Ces revendications et pratiques de démocratie directe n’ont pas été exclusives d’autres formes protestataires n’ayant pas pour théâtres le rond-point localisé ou l’assemblée : manifestations sauvages dans les centres des métropoles ; pratiques émeutières face à l’ampleur de la répression subie par le mouvement ; autodéfense sur le camp face au démantèlement et aux hostilités de certaines franges de la population. L’un des traits originaux du mouvement est d’avoir ainsi ménagé des circulations libres entre espaces et entre rôles protestataires et préservé l’essentiel de la sociabilité construite sur les ronds-points, non seulement au-delà des clivages idéologiques ou des différences sociales, mais par-delà les divergences de modes d’action et de choix tactiques privilégiés par les unes et les autres.

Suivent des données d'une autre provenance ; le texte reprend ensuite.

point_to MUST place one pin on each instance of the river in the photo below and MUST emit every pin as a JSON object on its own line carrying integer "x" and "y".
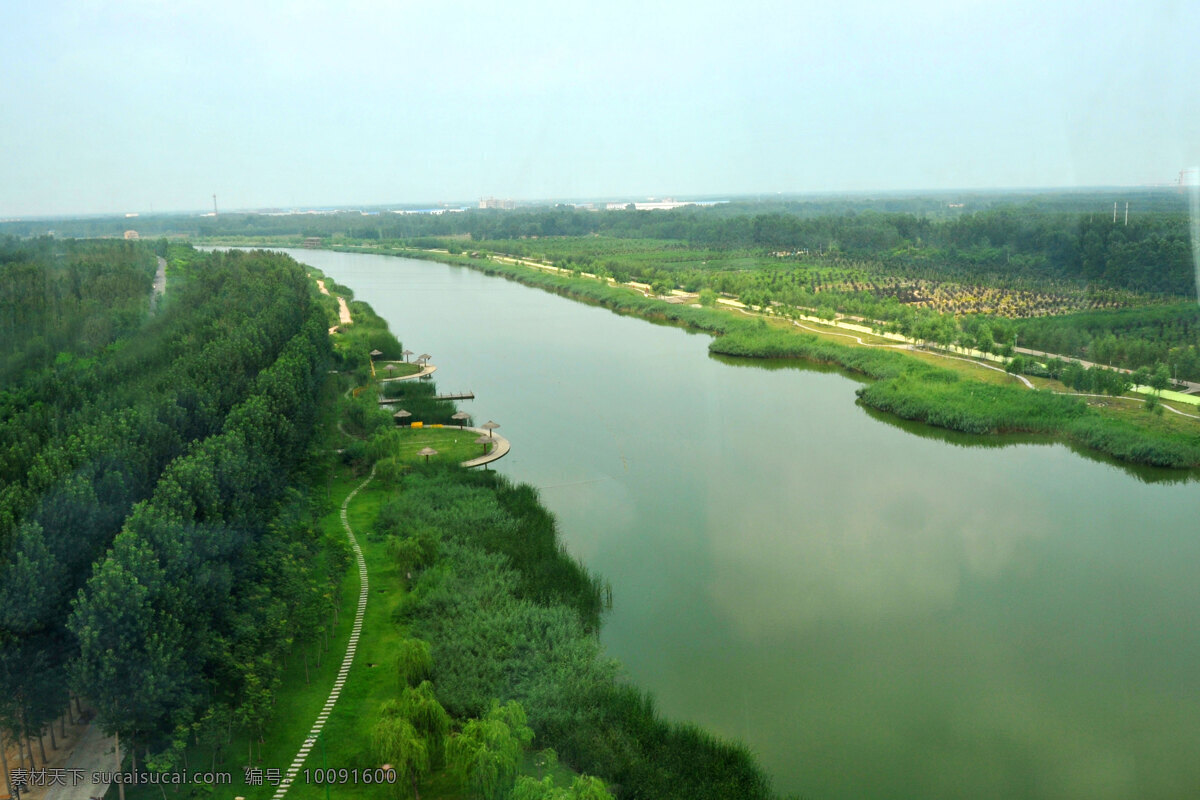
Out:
{"x": 876, "y": 609}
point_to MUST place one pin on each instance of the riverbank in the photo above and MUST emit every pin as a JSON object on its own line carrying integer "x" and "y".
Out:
{"x": 934, "y": 395}
{"x": 474, "y": 566}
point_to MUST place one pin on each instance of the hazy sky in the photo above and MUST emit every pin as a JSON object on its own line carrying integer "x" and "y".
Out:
{"x": 157, "y": 104}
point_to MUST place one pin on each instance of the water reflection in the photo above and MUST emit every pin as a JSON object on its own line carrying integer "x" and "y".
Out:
{"x": 875, "y": 613}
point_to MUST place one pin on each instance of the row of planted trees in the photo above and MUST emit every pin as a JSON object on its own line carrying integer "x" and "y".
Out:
{"x": 159, "y": 554}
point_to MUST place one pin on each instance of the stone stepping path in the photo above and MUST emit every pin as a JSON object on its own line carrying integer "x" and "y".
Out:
{"x": 331, "y": 701}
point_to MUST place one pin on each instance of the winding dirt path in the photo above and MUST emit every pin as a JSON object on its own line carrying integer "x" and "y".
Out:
{"x": 331, "y": 701}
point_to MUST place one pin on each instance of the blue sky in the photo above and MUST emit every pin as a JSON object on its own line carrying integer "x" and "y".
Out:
{"x": 139, "y": 106}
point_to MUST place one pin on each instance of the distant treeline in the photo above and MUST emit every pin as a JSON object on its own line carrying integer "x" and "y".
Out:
{"x": 1066, "y": 235}
{"x": 905, "y": 386}
{"x": 157, "y": 554}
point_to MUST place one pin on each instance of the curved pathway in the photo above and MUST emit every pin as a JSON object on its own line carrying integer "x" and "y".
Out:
{"x": 1132, "y": 400}
{"x": 498, "y": 451}
{"x": 311, "y": 739}
{"x": 909, "y": 347}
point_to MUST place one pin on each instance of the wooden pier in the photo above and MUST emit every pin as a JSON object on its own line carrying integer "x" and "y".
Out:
{"x": 393, "y": 401}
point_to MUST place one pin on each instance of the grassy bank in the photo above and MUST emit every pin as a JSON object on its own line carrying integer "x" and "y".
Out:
{"x": 904, "y": 384}
{"x": 472, "y": 569}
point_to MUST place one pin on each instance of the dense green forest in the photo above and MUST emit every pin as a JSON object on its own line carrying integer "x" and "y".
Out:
{"x": 148, "y": 473}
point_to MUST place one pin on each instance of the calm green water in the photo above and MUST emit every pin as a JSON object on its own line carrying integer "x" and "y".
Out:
{"x": 875, "y": 613}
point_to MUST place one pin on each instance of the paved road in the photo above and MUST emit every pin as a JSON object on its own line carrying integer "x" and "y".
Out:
{"x": 1192, "y": 386}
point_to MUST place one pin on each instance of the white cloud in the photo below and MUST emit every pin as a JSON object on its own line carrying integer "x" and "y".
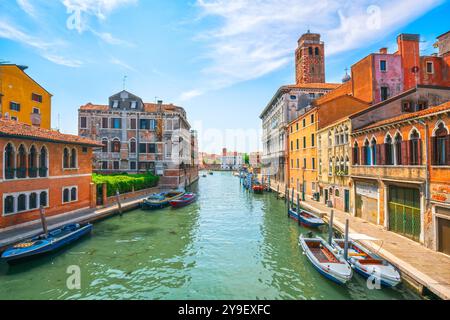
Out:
{"x": 99, "y": 8}
{"x": 257, "y": 37}
{"x": 122, "y": 64}
{"x": 26, "y": 6}
{"x": 188, "y": 95}
{"x": 110, "y": 39}
{"x": 44, "y": 48}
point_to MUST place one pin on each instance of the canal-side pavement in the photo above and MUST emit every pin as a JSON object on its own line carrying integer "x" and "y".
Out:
{"x": 421, "y": 267}
{"x": 25, "y": 231}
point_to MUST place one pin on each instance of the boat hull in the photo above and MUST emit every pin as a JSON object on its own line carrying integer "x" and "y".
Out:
{"x": 14, "y": 255}
{"x": 386, "y": 274}
{"x": 339, "y": 273}
{"x": 310, "y": 223}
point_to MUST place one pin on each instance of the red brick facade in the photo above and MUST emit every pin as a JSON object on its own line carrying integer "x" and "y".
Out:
{"x": 41, "y": 182}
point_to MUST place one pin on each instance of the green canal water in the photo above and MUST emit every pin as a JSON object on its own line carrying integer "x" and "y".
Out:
{"x": 231, "y": 244}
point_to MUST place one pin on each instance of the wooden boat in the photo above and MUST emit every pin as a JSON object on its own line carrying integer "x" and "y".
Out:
{"x": 307, "y": 219}
{"x": 185, "y": 200}
{"x": 43, "y": 244}
{"x": 368, "y": 264}
{"x": 161, "y": 200}
{"x": 325, "y": 260}
{"x": 258, "y": 188}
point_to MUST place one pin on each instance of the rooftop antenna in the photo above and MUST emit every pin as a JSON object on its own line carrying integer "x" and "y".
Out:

Dans toutes les voies de postérité actuelle du mouvement, l’engagement citoyen local tient encore une place importante. Une première voie de structuration est précisément électorale et municipale. Les dernières élections européennes de mai 2019 ont apporté peu de succès aux listes du chanteur Francis Lalanne et du leader « jaune » Christophe Chalançon explicitement formées en référence au mouvement : elles n’auront totalisé à elles deux que moins de 0,6 % des suffrages exprimés soit environ 125 000 voix. Aujourd’hui, quelques leader·uses jaunes locaux ou nationaux (comme Ingrid Levavasseur ou Benjamin Cauchy) sont coopté·es par des listes partisanes ou par des listes citoyennes soutenues ou portées par des partis ou par des citoyen·nes. Quelques listes jaunes sont également susceptibles de se présenter aux prochaines élections municipales de 2020.

Une deuxième voie de structuration du mouvement est citoyenne au sens large et se pose la question de la fédération des initiatives locales6. Les fédérations départementales de ronds-points mobilisés ont eu du mal à se structurer. Début novembre 2019, s’est tenue par contre la quatrième assemblée des assemblées à Montpellier (après celles de Commercy, Saint-Nazaire et Montceau-les-Mines) qui a rassemblé environ 600 délégué·es venus de 200 ronds-points. Les trois journées de discussion ont été conclues par un appel à rejoindre les cortèges des différents syndicats qui entendent manifester le 5 décembre 2019 à l’échelle nationale contre la réforme des retraites du gouvernement. Mais la dynamique des assemblées des assemblées ne se réduit pas à ces appels à la convergence des luttes. Sept thématiques ont été discutées en petits groupes à Montpellier, portant pour l’essentiel sur les options tactiques du mouvement : le « lien avec la population » jugé de plus en plus difficile, les relations avec les « autres mouvements ou secteurs en lutte », l’organisation face à la répression, la définition des « adversaires » et des « alliés » dans la société, les élections municipales. Plusieurs délégué·es ont évoqué des projets locaux d’occupation, de festival culturel, de rapprochement avec les quartiers populaires, de création de maisons du peuple. Deux leader·uses de la mobilisation jaune, Priscillia Ludosky et Jérome Rodrigues, appellent avec d’autres à la formation d’un « Lobby citoyen ». S’il est national, le projet vise à se structurer dans chaque département et à peser aussi sur les élu·es locaux·les en leur rappelant le point de vue des habitant·es ordinaires7.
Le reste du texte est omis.